Chemical attack in Syria kills woman and two children
Syria's regime dropped chemical weapons from a plane on a district of Aleppo earlier this month, killing two infants and a woman, experts say.
This fresh evidence of poison attacks on civilians pointed to a revenge on Kurdish residents of Sheikh Massoud, in the north of the country's largest city, for their recent defection from the regime to join the rebels.
The disclosure was made yesterday as an Israeli general, Brigadier General Itai Brun, declared that Damascus had regularly used banned materials against rebels.
Niazi Habash, a British-trained doctor who treated the Aleppo victims, said they showed symptoms of exposure to chemicals, including breathing difficulties, foaming at the mouth and pinprick pupils.
Apart from the dead, the attack on April 13 injured at least 15 people.
Witnesses said the victims displayed the symptoms after a regime aircraft dropped containers that exploded and scattered their contents across a wide area of Sheikh Massoud.

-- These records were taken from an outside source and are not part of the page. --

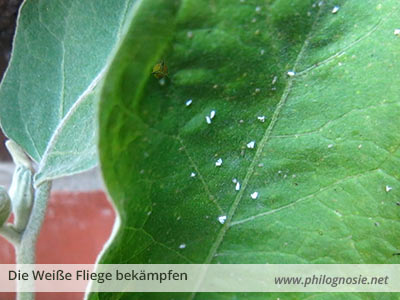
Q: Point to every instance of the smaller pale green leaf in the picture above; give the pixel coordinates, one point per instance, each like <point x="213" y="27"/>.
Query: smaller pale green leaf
<point x="47" y="97"/>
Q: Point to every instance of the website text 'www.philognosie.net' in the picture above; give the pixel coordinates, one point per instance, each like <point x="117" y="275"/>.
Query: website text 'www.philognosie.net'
<point x="332" y="281"/>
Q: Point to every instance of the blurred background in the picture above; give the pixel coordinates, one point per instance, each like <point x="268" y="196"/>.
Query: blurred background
<point x="79" y="217"/>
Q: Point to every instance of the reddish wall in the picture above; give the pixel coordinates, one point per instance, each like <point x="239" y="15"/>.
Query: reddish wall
<point x="76" y="227"/>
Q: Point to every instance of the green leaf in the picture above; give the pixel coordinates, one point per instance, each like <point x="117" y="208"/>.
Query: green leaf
<point x="47" y="98"/>
<point x="324" y="159"/>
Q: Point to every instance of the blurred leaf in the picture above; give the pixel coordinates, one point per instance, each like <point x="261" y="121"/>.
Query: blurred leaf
<point x="323" y="161"/>
<point x="47" y="102"/>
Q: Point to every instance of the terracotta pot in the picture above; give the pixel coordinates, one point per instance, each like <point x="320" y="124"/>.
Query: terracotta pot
<point x="76" y="227"/>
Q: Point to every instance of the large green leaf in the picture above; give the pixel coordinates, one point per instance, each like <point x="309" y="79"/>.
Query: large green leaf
<point x="47" y="98"/>
<point x="326" y="160"/>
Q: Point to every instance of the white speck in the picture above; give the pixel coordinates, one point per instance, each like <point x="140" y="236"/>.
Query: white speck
<point x="251" y="145"/>
<point x="291" y="73"/>
<point x="222" y="219"/>
<point x="261" y="119"/>
<point x="335" y="9"/>
<point x="212" y="114"/>
<point x="254" y="195"/>
<point x="337" y="213"/>
<point x="237" y="187"/>
<point x="218" y="163"/>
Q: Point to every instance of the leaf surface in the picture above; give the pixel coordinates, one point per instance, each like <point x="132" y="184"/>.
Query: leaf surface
<point x="325" y="166"/>
<point x="47" y="98"/>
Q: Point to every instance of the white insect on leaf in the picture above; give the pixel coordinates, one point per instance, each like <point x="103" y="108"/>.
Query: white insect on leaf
<point x="222" y="219"/>
<point x="254" y="195"/>
<point x="251" y="145"/>
<point x="218" y="163"/>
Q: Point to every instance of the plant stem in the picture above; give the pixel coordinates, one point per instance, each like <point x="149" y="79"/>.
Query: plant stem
<point x="10" y="234"/>
<point x="25" y="251"/>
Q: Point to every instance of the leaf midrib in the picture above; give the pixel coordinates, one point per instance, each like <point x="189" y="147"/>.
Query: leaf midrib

Dr Habash administered doses of Atropine, the recognised antidote for chemical weapons, to treat the injured at a clinic north of the city.
Yehia, aged just four months, Abu Bakr Younis (18 months) and Ghadeer Neddaf, an adult, died of respiratory failure.
It is the fourth credible report of chemical weapons being used in a Syrian attack in recent months. After studying a video posted on Dr Habash's Facebook page, experts said the effects appeared similar to those suffered by Syrian villagers in Khan al-Assad, near Aleppo, last month.
Hamish de Bretton-Gordon, a former British army specialist and director of a biological consultancy, said the most likely explanation was the chemical sarin had been used.
"From what we've seen, and the descriptions of containers being dropped from the air, it certainly seems that the regime is using sarin in an unprepared state in these attacks," he said.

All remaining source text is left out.